Entah mengapa yang bernama limbung itu selalu saja menyelusupi jiwa. Dan seperti itu pula yang dilakukannya kali ini, membuatku gamang-- terkatung-katung di lorong tanpa tepi.
Bau rumput yang baru saja dipangkas menguar ke udara-- memecah dingin yang ditebarkannya. Aku seharusnya gembira, tak semesti saat ini yang tiba-tiba merasa sepi. Kedua kaki ini pun tanpa dikomandoi menyusuri potongan rumput di tanah, mencari lahan untuk merebahkan lelah. Dan betapa leganya hati ketika hidung menghidu aroma dedaunan. Jemariku pun tenggelam diantara tanah basah dan serat hijau-- ini nyata! Aku masih hidup.
"Teh, masih pusing?" Sebuah suara mengguncang 'duniaku'.
"Kenapa emangnya? Kelihatan sakit yah?" Pertanyaan yang sebenarnya tak perlu dilontarkan. Wajah khawatir dihadapanku telah menjelaskan tanpa perlu mendengar pertanyaan ganjilku.
"Mata Teteh ... kelihatan capek sekali. Sembab kayak habis nangis." Wanita itu benar-benar khawatir menyadari wajahku yang pucat.
"Iya capek, Teh. Capek nangis. Aku 'kan sendirian ...." Aku tertegun tak bisa melanjutkan kata-kata ketika melihat perubahan mimik wajahnya.
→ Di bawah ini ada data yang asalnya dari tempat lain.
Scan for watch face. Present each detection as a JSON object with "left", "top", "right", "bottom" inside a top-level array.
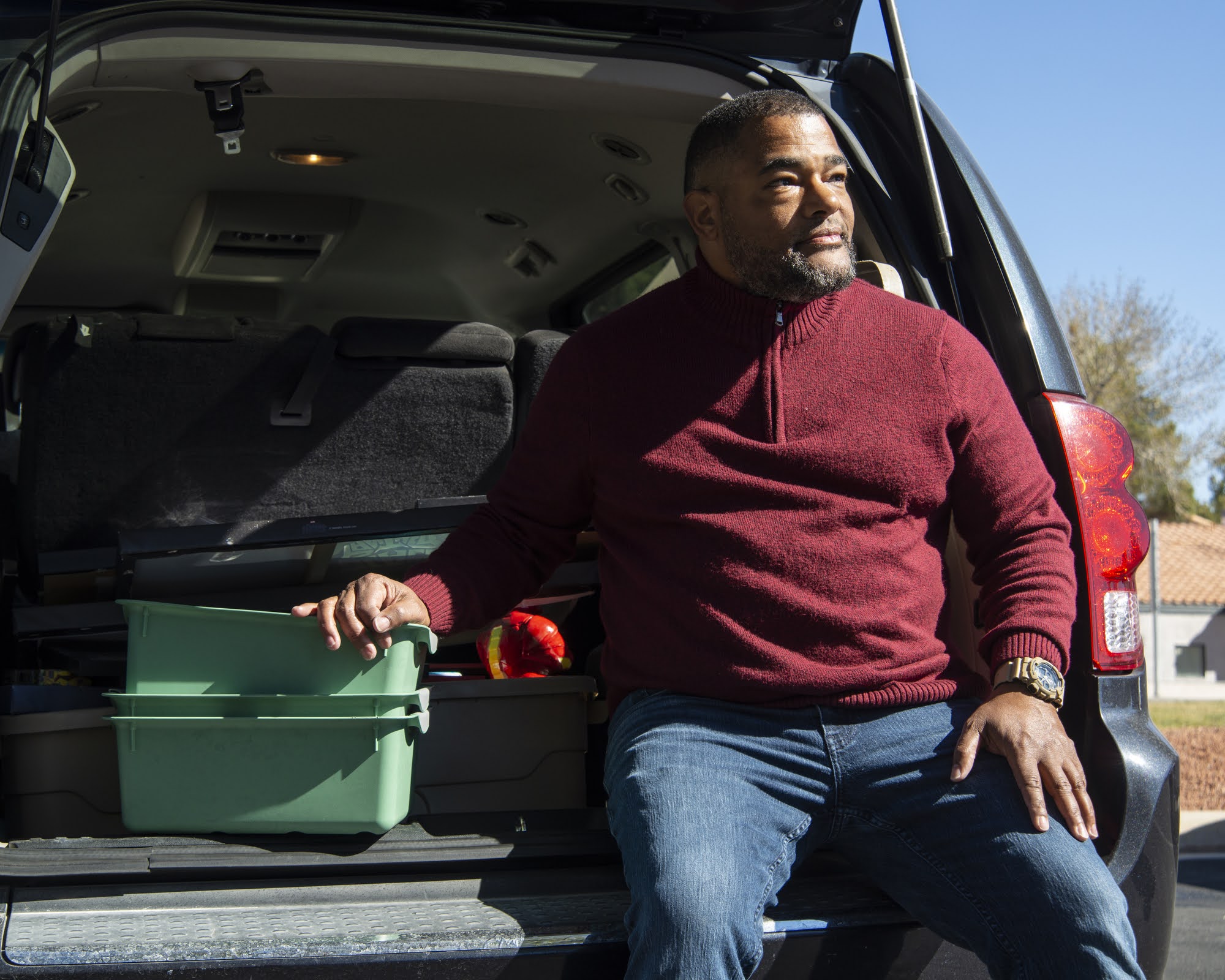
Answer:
[{"left": 1034, "top": 660, "right": 1060, "bottom": 691}]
"Sendiri?" tanyanya tajam. Wajahnya mengeras-- matanya mengilat memperingatkan.
Mata kami bertautan-- dan aku kalah. Menunduk resah dengan hati terkoyak oleh pernyataan spontanku. Sendiri? tiba-tiba rasa pedih mengiris-ngiris hati menyadari keegoisan diri.
"Bukan, Teh. Aku enggak sendirian ... ada Allah," ralatku pelan nyaris tak terdengar. Malu dengan kelemahan diri-- malu karena melupakan kata 'syukur'.
Dan wanita itu tersenyum lebar. Tubuhnya yang mungil seolah membesar-- menjulang tinggi di hadapanku. Sebesar kepercayaannya pada Sang Pencipta.
"Iya, ada Allah. Teteh tidak sendiri-- kita tidak sendirian. Jangan menangis lagi."